El factor petróleo: entre la tensión externa y la calma necesaria
Durante la tarde, el petróleo mostró una baja hasta niveles cercanos a 95 dólares, tanto en el caso del West Texas como en el Brent. Esa caída aparece como un dato relevante para los mercados y para la lectura local de la coyuntura. Sin embargo, la expectativa de un regreso a valores cercanos a 60 dólares, como los del año pasado, no se presenta como un escenario inmediato ni asegurado.
Para que el petróleo vuelva a esa referencia hace falta tiempo, calma en Medio Oriente y confianza en la continuidad de ese proceso. Esa combinación surge como condición para una baja más profunda y sostenida del crudo. En consecuencia, la evolución del conflicto y de las negociaciones en la región mantiene un peso directo sobre las perspectivas económicas argentinas.
Inflación en CABA y la expectativa por el índice nacional
En el frente interno, uno de los datos centrales fue la inflación de la Ciudad de Buenos Aires. La medición difundida por el organismo estadístico porteño arrojó un 3%. Ese resultado funciona como un anticipo para el índice nacional que se conocerá la semana próxima y que, según las previsiones mencionadas, podría ubicarse entre 3% y 3,2%.
La referencia de la Ciudad gana importancia porque ofrece una señal previa para un indicador que ocupa el centro de la discusión económica. El dato esperado para el índice nacional permitirá medir si la desaceleración de los precios se sostiene o si abril abre una nueva etapa de tensión. En ese punto aparece uno de los ejes del nerviosismo actual.
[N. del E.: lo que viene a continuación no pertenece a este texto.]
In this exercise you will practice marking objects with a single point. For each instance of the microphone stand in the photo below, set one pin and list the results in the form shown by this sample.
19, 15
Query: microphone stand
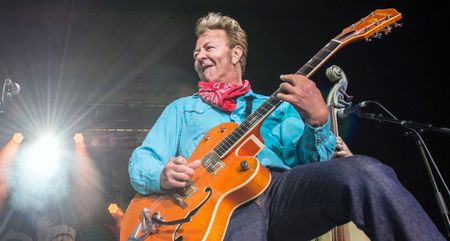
413, 130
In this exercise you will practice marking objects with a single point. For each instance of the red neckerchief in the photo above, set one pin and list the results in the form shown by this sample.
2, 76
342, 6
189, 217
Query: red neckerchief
222, 95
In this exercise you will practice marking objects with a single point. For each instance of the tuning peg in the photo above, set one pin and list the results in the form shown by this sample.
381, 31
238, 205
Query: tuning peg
378, 35
387, 30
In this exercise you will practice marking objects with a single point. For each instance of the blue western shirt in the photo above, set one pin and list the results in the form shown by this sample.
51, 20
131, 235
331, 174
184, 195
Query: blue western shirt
288, 140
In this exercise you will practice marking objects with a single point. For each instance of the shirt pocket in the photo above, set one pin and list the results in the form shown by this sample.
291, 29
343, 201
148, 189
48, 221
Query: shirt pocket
197, 121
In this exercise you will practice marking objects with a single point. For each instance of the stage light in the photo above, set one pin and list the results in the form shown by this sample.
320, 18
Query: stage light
18, 138
78, 137
42, 157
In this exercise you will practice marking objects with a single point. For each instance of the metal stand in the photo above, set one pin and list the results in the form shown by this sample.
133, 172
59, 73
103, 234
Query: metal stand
413, 130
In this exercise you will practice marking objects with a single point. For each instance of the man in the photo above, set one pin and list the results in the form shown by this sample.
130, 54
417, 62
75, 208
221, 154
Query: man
307, 195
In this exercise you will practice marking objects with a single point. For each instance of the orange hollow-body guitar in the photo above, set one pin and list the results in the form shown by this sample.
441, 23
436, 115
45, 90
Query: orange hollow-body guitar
230, 175
244, 179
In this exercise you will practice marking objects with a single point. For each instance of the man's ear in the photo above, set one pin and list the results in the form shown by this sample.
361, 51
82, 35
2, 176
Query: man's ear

Industria en caída y la dualidad de la macroeconomía
Ese nerviosismo se vincula con lo que ocurre en abril, tanto en materia de precios como en la economía real. La preocupación no se limita a la inflación. También se extiende a la actividad, donde apareció otro dato de peso: la caída del índice de producción industrial, que fue de 8,7%. Ese retroceso fue presentado como muy fuerte y con impacto en la vida diaria.
La baja industrial deja expuesta una contracción que ya no queda circunscripta a los indicadores agregados. Su efecto alcanza la economía cotidiana y se vuelve visible en distintos planos del consumo y del ingreso. Por eso, el seguimiento de los números de abril no pasa solo por la inflación, sino también por la capacidad de la actividad para sostenerse en un contexto de presión externa.
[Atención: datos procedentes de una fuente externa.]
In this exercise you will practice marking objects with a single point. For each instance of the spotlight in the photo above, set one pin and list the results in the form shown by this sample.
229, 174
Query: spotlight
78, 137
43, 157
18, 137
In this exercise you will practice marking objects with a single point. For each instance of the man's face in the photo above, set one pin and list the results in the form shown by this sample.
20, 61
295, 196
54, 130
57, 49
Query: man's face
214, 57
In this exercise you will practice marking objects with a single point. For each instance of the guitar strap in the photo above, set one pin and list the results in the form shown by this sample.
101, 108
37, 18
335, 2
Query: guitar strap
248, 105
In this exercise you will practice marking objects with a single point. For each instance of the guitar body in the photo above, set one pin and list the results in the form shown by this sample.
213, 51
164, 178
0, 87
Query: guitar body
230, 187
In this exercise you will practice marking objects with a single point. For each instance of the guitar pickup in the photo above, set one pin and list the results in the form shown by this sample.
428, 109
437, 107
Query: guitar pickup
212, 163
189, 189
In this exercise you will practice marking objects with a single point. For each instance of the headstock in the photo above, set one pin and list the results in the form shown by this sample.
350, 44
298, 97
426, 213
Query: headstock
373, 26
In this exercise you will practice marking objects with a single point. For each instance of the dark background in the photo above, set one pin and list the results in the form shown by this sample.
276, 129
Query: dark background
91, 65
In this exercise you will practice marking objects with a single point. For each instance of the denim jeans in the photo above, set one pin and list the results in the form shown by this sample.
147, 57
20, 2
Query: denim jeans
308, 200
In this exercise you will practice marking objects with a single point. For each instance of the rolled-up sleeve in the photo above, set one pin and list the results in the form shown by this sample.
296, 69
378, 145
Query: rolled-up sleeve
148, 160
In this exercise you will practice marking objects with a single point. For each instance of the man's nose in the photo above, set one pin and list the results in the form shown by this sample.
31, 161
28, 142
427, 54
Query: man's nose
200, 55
Ese es el punto que une ambos planos. Medio Oriente y la Argentina aparecen conectados no solo por el viaje de Javier Milei a Israel, sino también por las consecuencias económicas que puede tener una suba o una baja del petróleo sobre la vida cotidiana en el país. El conflicto externo y el bolsillo local quedan así enlazados por una misma variable.
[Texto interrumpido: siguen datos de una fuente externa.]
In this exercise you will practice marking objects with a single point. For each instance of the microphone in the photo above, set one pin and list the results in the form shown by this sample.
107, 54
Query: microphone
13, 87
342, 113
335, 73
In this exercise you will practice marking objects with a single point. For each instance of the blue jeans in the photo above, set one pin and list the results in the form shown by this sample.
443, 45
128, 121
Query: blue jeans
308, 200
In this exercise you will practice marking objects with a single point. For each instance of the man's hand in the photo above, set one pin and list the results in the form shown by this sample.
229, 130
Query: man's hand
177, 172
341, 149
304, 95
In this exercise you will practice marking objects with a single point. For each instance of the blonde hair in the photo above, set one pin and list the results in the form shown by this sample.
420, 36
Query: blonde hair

Todo esto ocurre, además, mientras el Gobierno exhibe resultados favorables en otras variables macroeconómicas. Entre ellas aparecen un dólar tranquilo y un Banco Central que compra más fondos. Esos elementos forman parte del costado más estable del cuadro actual. Pero esa estabilidad convive con la presión inflacionaria, con la caída de la producción industrial y con la incertidumbre que llega desde el exterior.